When does the EV formula give the wrong answer?

Cases where EV maximisation is not the right rule

Expected value is the right number to maximise across a long sequence of independent, repeatable bets where the outcomes are linear in their personal impact. Three situations break those assumptions and require a different framework.

One-shot decisions with ruinous downside. If a single outcome would wipe you out (financially, professionally, medically), you should not maximise EV. The insurance example above is the classic case - the expected value of buying the policy is negative, but the policy is rational because losing the house is not 1,000 times as bad as losing the premium, it is infinitely worse. Expected utility handles this case.

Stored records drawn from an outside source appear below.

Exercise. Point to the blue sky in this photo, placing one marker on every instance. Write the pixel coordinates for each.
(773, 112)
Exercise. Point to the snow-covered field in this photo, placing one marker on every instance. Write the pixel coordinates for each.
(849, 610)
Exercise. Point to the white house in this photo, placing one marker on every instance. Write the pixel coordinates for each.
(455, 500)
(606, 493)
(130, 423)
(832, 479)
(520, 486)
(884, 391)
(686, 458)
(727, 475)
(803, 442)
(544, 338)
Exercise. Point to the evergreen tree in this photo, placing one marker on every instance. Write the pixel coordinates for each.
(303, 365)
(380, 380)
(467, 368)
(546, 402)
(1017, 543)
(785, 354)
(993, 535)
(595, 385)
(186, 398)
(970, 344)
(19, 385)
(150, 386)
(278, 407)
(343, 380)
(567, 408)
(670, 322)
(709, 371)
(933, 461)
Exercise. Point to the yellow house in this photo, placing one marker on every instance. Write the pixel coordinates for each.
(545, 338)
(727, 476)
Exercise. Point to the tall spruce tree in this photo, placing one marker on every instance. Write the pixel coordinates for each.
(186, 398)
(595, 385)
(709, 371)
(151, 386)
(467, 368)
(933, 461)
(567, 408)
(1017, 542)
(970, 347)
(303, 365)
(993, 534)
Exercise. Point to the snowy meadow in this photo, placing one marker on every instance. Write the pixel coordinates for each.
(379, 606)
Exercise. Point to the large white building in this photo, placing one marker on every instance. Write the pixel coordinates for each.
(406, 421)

Non-ergodic systems. Some processes have a time-average that diverges from the ensemble-average. The classic example is a 50% gain followed by a 50% loss: on average across many traders the wealth stays flat, but a single trader playing repeatedly trends toward zero. See ergodicity explained for why this matters for compounding investments.

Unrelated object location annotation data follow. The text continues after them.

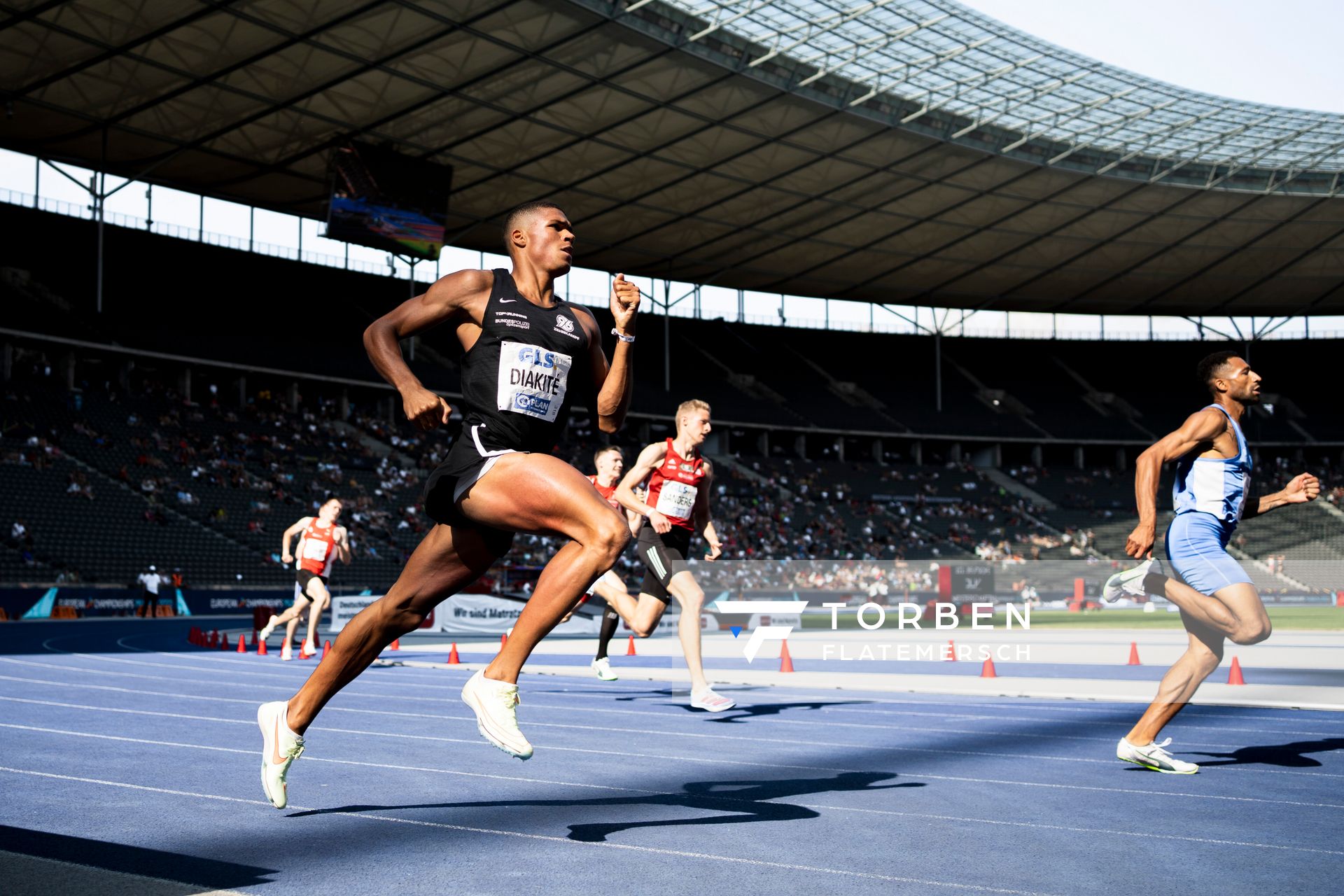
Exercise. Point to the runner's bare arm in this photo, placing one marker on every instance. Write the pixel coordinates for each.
(615, 382)
(647, 463)
(448, 300)
(343, 545)
(701, 516)
(286, 556)
(1202, 426)
(1301, 488)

Adversarial settings with shared information. If you are taking a market price as input to your EV calculation, the price already encodes other people's EV estimates. Acting on EV alone in markets means systematically betting against people with better information than you - see risk versus uncertainty for the distinction Knight drew between the two in 1921.

Frequently asked questions

Q01What does Σ mean in the expected value formula?
Σ is the Greek capital sigma - the mathematical notation for "sum of". Σ pᵢ × xᵢ means "add up the product of probability and value for every outcome i". If the variable can take values x₁, x₂, x₃ with probabilities p₁, p₂, p₃, the expected value is p₁x₁ + p₂x₂ + p₃x₃.
Q02How is expected value different from the mean?
For a probability distribution, they are the same number. The mean of a random variable is its expected value. The distinction matters when you have a sample of observations: the sample mean is your estimate of the population mean, which is the expected value. With infinite data, sample mean converges to expected value (the law of large numbers).
Q03Can expected value be negative?

Yes - and that is often the most useful answer the formula gives you. A negative expected value tells you the bet is unfavourable. Every lottery ticket, slot machine, and casino game has a negative expected value for the player. Recognising this is the first step to making rational decisions about whether to play.

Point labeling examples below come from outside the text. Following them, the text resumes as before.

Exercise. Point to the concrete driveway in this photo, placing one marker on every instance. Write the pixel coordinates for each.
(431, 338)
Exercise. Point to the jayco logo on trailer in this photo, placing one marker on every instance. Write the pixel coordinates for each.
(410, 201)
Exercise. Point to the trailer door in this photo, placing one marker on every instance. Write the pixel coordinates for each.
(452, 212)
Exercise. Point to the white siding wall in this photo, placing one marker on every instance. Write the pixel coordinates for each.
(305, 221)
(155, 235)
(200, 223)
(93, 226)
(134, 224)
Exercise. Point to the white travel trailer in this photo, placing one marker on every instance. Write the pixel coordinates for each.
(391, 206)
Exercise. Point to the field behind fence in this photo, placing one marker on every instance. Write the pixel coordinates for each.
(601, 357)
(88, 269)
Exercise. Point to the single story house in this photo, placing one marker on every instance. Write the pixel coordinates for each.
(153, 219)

Q04What if I don't know the probabilities?
You almost never do, exactly. Expected value calculations in real life use estimates - your best guess at the probabilities. The framework is still useful if your estimates are calibrated, even if they are imprecise. See probability calibration training for how to test whether your estimates are honest.
Q05How does the formula change for continuous outcomes?
The sum becomes an integral and the probabilities become a probability density function: E[X] = ∫ x × f(x) dx, integrated over the full range of possible outcomes. The intuition is identical - average over the distribution, weighted by probability density. In practice you rarely calculate the integral by hand; you use the known formula for the relevant distribution (normal, log-normal, exponential, etc.).
Q06Why does the formula multiply rather than add probability and value?
Because the probability is the weight applied to that outcome's value. "30% chance of £10" contributes £3 to the long-run average, not £10.30. Multiplication encodes the idea that an outcome that happens 30% of the time should count for 30% of its full value when you compute the average across many trials.